For numpy ndarray, there are no append, and insert as there are for native python lists.
a = np.array([1, 2, 3])
a.append(5) # this does not work
a = np.append(a, 5) # this is the only way
Whereas for native python lists,
a = [1, 2, 3]
a.append(4) # this modifies a
a # [1, 2, 3, 4]
Why was numpy ndarray designed to be this way? I'm writing a subclass of ndarray, is there any way of implementing "append" like native python arrays?
NumPy makes heavy use of views, a feature that Python lists do not support. A view is an array that uses the memory of another object rather than owning its own memory; for example, in the following snippet
a = numpy.arange(5)
b = a[1:3]
b is a view of a.
Views would interact very poorly with an in-place append or other in-place size-changing operations. Arrays would suddenly not be views of arrays they should be views of, or they would be views of deallocated memory, or it would be unpredictable whether an append on one array would affect an array it was a view of, or all sorts of other problems. For example, what would a look like after b.append(6)? Or what would b look like after a.clear()? And what kind of performance guarantees could you make? Probably not the amortized constant time guarantee of list.append.

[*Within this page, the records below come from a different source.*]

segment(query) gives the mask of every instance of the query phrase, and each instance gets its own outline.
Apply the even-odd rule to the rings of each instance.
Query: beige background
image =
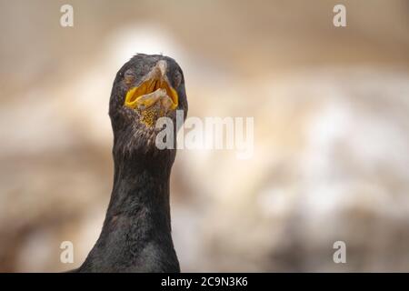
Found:
[[[183,271],[409,271],[407,1],[69,1],[63,28],[65,3],[0,1],[0,271],[63,271],[91,249],[111,85],[137,52],[179,62],[190,116],[254,117],[252,159],[177,154]]]

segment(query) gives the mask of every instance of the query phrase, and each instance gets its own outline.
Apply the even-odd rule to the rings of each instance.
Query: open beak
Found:
[[[128,90],[125,105],[144,111],[160,102],[165,111],[175,110],[179,97],[167,79],[166,66],[165,60],[158,61],[140,85]]]

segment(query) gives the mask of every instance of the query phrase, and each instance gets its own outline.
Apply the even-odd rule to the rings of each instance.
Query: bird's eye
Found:
[[[182,74],[176,71],[174,77],[175,87],[177,88],[181,83],[182,83]]]
[[[126,72],[125,72],[124,80],[126,85],[131,85],[132,83],[134,83],[135,78],[135,77],[134,72],[132,72],[131,70],[127,70]]]

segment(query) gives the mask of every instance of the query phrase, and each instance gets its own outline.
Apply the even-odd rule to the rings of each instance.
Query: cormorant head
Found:
[[[177,63],[168,56],[138,54],[116,74],[111,93],[109,115],[114,130],[114,151],[124,154],[159,151],[156,135],[160,117],[169,117],[176,140],[176,110],[187,115],[185,78]]]

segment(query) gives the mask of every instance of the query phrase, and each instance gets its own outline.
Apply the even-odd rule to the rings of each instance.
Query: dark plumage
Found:
[[[167,90],[167,95],[160,95],[159,101],[147,108],[147,102],[138,103],[142,98],[136,102],[138,95],[132,94],[149,85],[153,92]],[[172,100],[166,85],[177,93],[175,104],[166,105]],[[157,90],[155,92],[162,92]],[[133,103],[136,104],[135,108]],[[114,187],[101,235],[75,271],[180,271],[171,236],[169,206],[169,176],[176,150],[175,146],[160,150],[155,144],[160,131],[155,121],[168,116],[175,125],[176,109],[184,110],[186,116],[184,75],[174,59],[136,55],[116,74],[109,104],[114,131]],[[176,131],[175,126],[174,136]]]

If you want to append, you probably shouldn't be using NumPy arrays; you should use a list, and build an array from the list when you're done appending.

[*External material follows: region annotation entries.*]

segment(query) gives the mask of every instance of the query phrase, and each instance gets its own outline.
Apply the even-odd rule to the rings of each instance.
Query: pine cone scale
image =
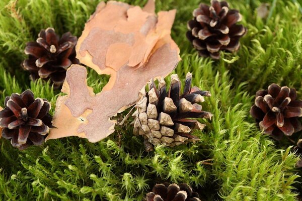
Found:
[[[31,126],[21,125],[19,130],[19,135],[18,138],[18,143],[20,144],[24,144],[26,143],[27,138],[29,135],[31,128]]]
[[[210,116],[196,104],[204,100],[201,94],[210,96],[210,93],[196,87],[191,88],[191,79],[192,74],[188,73],[181,95],[181,82],[177,75],[171,76],[168,93],[164,79],[159,80],[158,90],[153,81],[149,91],[143,92],[145,96],[135,106],[133,133],[143,136],[155,145],[163,143],[172,147],[198,140],[198,138],[186,134],[191,133],[192,129],[202,129],[204,126],[196,121],[186,121],[186,118]]]
[[[147,201],[200,201],[198,193],[193,192],[185,183],[156,184],[152,192],[147,193]]]
[[[43,56],[47,53],[46,51],[34,42],[27,43],[24,50],[25,54],[31,55],[36,58]]]
[[[41,98],[36,98],[34,103],[27,109],[27,114],[32,118],[36,118],[43,107],[44,100]]]
[[[13,93],[6,98],[6,107],[0,111],[0,125],[4,127],[2,136],[20,149],[41,144],[42,136],[49,132],[51,126],[50,104],[46,99],[34,98],[29,90],[21,95]]]
[[[194,19],[188,22],[187,37],[200,56],[218,59],[220,50],[238,50],[239,39],[247,29],[236,25],[242,16],[238,11],[230,10],[226,2],[212,1],[211,4],[201,4],[194,10]]]

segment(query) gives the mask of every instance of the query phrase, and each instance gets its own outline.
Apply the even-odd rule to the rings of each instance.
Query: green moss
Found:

ndarray is created with a fixed size databuffer - just big enough to hold the bytes representing the elements.
arr.nbytes == arr.itemsize * arr.size
arr.resize can change the array inplace. But read it's docs to see the limitations, especially about owning its own data. It's one of the few inplace operations, and not used that often.
In contrast a Python list stores object pointers in a buffer. The buffer has some growth room allowing for efficient append. It just has to add a new pointer to the buffer. When the buffer fills up, it allocates a new larger buffer and copies the pointers.

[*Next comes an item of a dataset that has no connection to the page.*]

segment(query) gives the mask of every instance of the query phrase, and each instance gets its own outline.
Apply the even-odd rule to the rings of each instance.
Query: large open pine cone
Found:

For a 1d array the buffers for ndarray and list will be similar, at least for 4 or 8 bytes numeric dtypes. But for multidimensional arrays, the databuffer can be very large (the product of all dimensions), while the top buffer of an equivalent nested array just contains pointers to the outer layer of lists (the 'rows').
Object dtype arrays store pointers like a list, but the databuffer still has the fixed size (no growth space). Performance lies between numeric arrays and lists.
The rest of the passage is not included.